4K Is Exactly The Right Resolution For Viewing Hurricane Balls

It’s a little weird how big “4K” is right now, as a marketing buzzword, or a feature description, we guess, if you want to be a little nicer about it. After all, computer monitors (and not even especially nice ones, at that) have outpaced HDTV by leaps and bounds since before HDTV even came out.

4k, or UHD “Ultra High Definition”, for reference, is about 8 megapixels in terms of resolution. If your new cell phone had such a low-res camera you’d probably assume it was some kind of defect.

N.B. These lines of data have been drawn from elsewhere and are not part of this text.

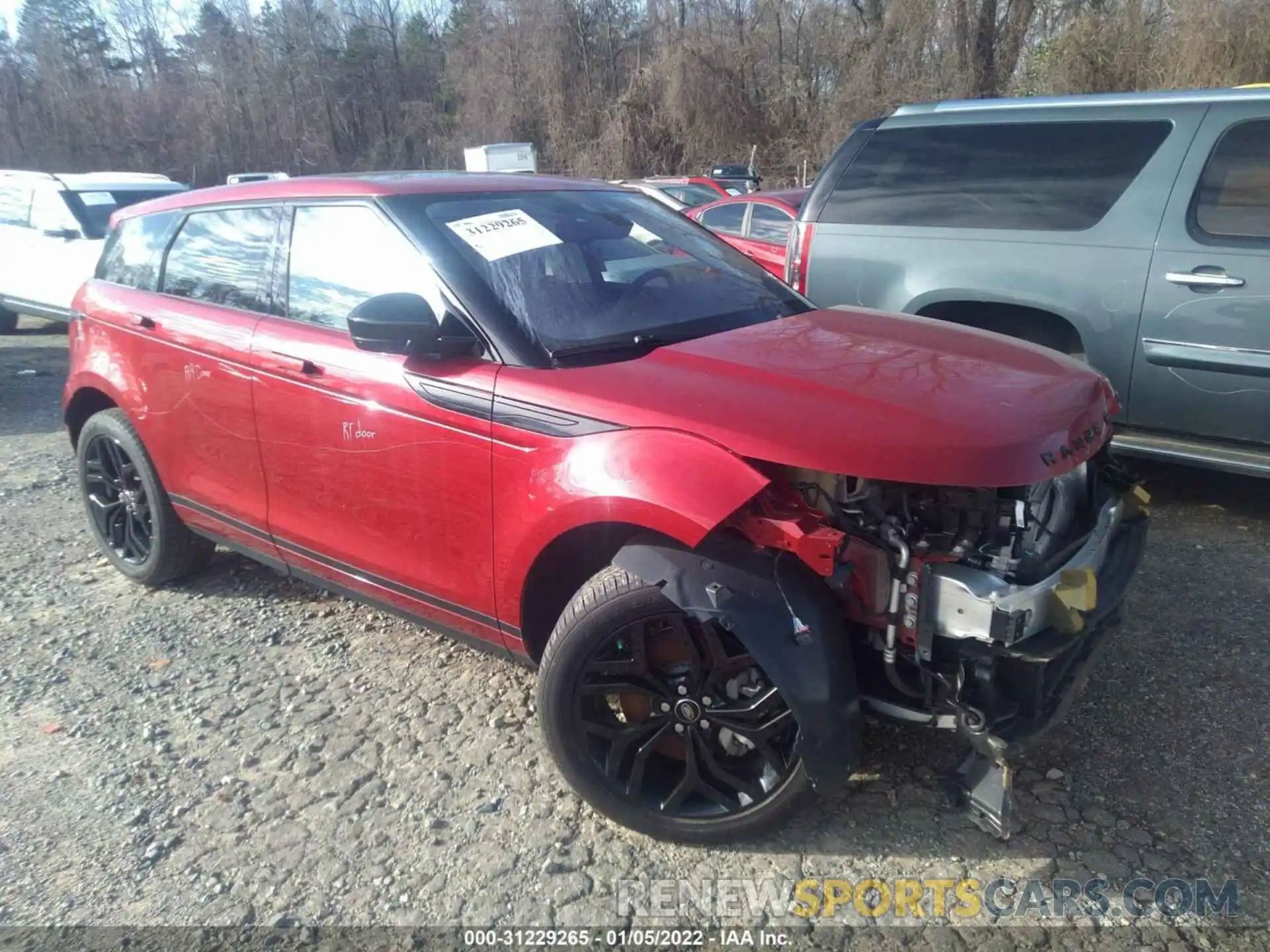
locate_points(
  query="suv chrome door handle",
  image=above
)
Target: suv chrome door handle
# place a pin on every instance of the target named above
(305, 366)
(1203, 280)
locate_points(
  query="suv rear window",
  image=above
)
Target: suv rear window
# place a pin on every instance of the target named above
(1032, 177)
(1234, 198)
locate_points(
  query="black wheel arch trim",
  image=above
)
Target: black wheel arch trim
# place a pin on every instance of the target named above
(352, 571)
(786, 619)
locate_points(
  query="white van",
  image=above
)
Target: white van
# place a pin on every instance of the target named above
(52, 229)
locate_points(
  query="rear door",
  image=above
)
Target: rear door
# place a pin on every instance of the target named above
(766, 231)
(1203, 356)
(378, 465)
(192, 342)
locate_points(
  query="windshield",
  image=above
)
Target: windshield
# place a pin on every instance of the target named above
(95, 207)
(577, 268)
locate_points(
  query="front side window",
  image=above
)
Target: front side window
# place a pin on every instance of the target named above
(341, 255)
(15, 204)
(582, 270)
(1234, 196)
(134, 249)
(693, 193)
(727, 219)
(1035, 177)
(95, 207)
(220, 258)
(770, 223)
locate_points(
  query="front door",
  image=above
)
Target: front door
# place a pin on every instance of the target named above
(16, 237)
(378, 465)
(766, 233)
(1203, 360)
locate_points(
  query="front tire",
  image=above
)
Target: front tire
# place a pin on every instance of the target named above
(130, 513)
(663, 724)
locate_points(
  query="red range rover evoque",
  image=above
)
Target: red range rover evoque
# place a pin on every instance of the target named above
(564, 423)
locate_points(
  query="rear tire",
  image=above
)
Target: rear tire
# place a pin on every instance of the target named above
(633, 761)
(130, 513)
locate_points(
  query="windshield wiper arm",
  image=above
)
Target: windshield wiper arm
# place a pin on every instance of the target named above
(636, 343)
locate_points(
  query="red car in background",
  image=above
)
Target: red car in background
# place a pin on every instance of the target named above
(756, 225)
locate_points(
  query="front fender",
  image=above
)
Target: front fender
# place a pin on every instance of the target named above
(788, 619)
(667, 481)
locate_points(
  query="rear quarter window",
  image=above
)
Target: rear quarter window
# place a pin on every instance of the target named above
(222, 257)
(1031, 177)
(1232, 200)
(134, 249)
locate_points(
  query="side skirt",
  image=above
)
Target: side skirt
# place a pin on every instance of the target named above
(379, 604)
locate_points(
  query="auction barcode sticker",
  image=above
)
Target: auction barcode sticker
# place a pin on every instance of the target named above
(502, 234)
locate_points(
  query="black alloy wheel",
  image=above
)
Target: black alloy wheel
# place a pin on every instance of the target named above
(681, 725)
(666, 724)
(117, 499)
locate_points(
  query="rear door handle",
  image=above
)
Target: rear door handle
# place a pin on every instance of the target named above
(305, 366)
(1203, 280)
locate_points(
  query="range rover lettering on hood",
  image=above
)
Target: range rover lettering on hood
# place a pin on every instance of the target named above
(1080, 447)
(884, 397)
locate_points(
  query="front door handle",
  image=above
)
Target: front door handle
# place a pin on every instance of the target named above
(305, 366)
(1203, 280)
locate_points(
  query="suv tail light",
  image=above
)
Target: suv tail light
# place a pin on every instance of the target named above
(798, 248)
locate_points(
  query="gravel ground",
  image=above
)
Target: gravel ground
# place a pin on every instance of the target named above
(241, 749)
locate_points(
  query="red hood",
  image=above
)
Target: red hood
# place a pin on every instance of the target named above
(853, 391)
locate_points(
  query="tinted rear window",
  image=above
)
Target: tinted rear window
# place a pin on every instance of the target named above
(1043, 177)
(134, 251)
(220, 258)
(1234, 196)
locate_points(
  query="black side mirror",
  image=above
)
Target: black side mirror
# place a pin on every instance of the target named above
(396, 324)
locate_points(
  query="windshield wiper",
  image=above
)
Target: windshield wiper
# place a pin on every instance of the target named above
(636, 344)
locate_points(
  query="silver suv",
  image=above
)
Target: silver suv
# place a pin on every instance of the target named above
(1129, 230)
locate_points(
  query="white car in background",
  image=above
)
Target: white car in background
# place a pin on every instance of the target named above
(52, 229)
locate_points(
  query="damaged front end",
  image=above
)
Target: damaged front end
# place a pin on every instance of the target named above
(980, 611)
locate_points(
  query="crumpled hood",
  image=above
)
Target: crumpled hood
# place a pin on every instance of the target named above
(857, 391)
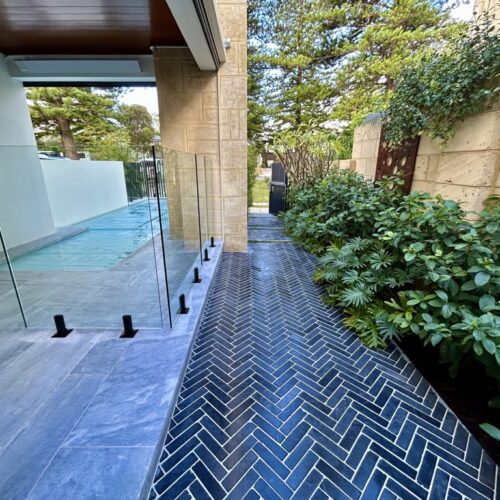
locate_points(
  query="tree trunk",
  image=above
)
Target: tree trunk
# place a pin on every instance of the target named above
(67, 139)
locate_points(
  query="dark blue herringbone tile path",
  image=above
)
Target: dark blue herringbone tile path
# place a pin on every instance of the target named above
(280, 400)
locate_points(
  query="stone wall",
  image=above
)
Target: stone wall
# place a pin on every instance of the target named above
(365, 146)
(467, 170)
(205, 112)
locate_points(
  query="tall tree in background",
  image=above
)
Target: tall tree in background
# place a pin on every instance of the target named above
(138, 124)
(297, 83)
(337, 60)
(372, 43)
(91, 120)
(73, 114)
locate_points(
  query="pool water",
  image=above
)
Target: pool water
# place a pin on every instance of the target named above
(109, 239)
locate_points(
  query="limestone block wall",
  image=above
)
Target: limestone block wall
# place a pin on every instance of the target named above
(365, 147)
(205, 112)
(467, 170)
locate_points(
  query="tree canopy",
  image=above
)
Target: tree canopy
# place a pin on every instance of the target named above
(331, 62)
(90, 119)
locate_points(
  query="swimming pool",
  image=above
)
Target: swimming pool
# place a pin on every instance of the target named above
(109, 239)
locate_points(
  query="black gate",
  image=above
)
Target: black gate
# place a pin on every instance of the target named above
(140, 179)
(277, 194)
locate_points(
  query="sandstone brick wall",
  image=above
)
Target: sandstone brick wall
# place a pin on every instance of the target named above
(467, 170)
(365, 147)
(205, 112)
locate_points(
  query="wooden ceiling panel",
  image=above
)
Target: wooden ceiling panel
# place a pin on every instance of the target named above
(75, 27)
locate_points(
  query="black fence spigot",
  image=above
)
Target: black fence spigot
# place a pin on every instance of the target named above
(61, 330)
(128, 328)
(197, 278)
(182, 303)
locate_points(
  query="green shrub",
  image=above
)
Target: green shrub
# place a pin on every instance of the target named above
(405, 265)
(252, 164)
(342, 205)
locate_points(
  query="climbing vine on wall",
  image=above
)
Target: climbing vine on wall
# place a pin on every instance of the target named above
(446, 86)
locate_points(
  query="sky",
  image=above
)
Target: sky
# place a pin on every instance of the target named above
(146, 96)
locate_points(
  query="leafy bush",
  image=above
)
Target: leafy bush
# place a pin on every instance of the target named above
(341, 205)
(446, 86)
(306, 153)
(405, 265)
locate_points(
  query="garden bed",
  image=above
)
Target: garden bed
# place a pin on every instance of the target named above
(466, 395)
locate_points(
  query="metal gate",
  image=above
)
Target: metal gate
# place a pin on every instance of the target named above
(401, 160)
(140, 179)
(277, 193)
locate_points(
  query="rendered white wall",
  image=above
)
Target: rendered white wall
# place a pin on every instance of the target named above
(79, 190)
(24, 207)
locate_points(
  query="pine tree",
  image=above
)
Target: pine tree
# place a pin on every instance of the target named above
(74, 114)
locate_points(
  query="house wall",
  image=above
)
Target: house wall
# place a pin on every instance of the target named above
(25, 213)
(79, 190)
(205, 112)
(467, 170)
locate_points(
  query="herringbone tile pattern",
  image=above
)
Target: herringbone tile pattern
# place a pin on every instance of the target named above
(282, 401)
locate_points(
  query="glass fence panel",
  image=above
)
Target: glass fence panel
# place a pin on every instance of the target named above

IMAX theaters have been showing digital films at 2.9K or thereabouts since before Obama’s first term—granted, at an enormous screen size, but still.

While high resolution video isn’t exactly new, the ability for consumers to create things with it surely is. It’s a bit of a supply and demand problem: if nobody realizes they can watch things in 4K, then why put out any devices capable of recording in it? Eventually, that stalemate breaks, however, and you can have a little helicopter fly around and watch you snowboard down a mountain in super high res, which is great. Or you can play with these little “hurricane balls”, which are maybe slightly less great but still interesting. Look at ’em go!

And thanks to the 4K video standard, you can almost see how bored the guy must have been to glue two marbles together and blow on them for an hour.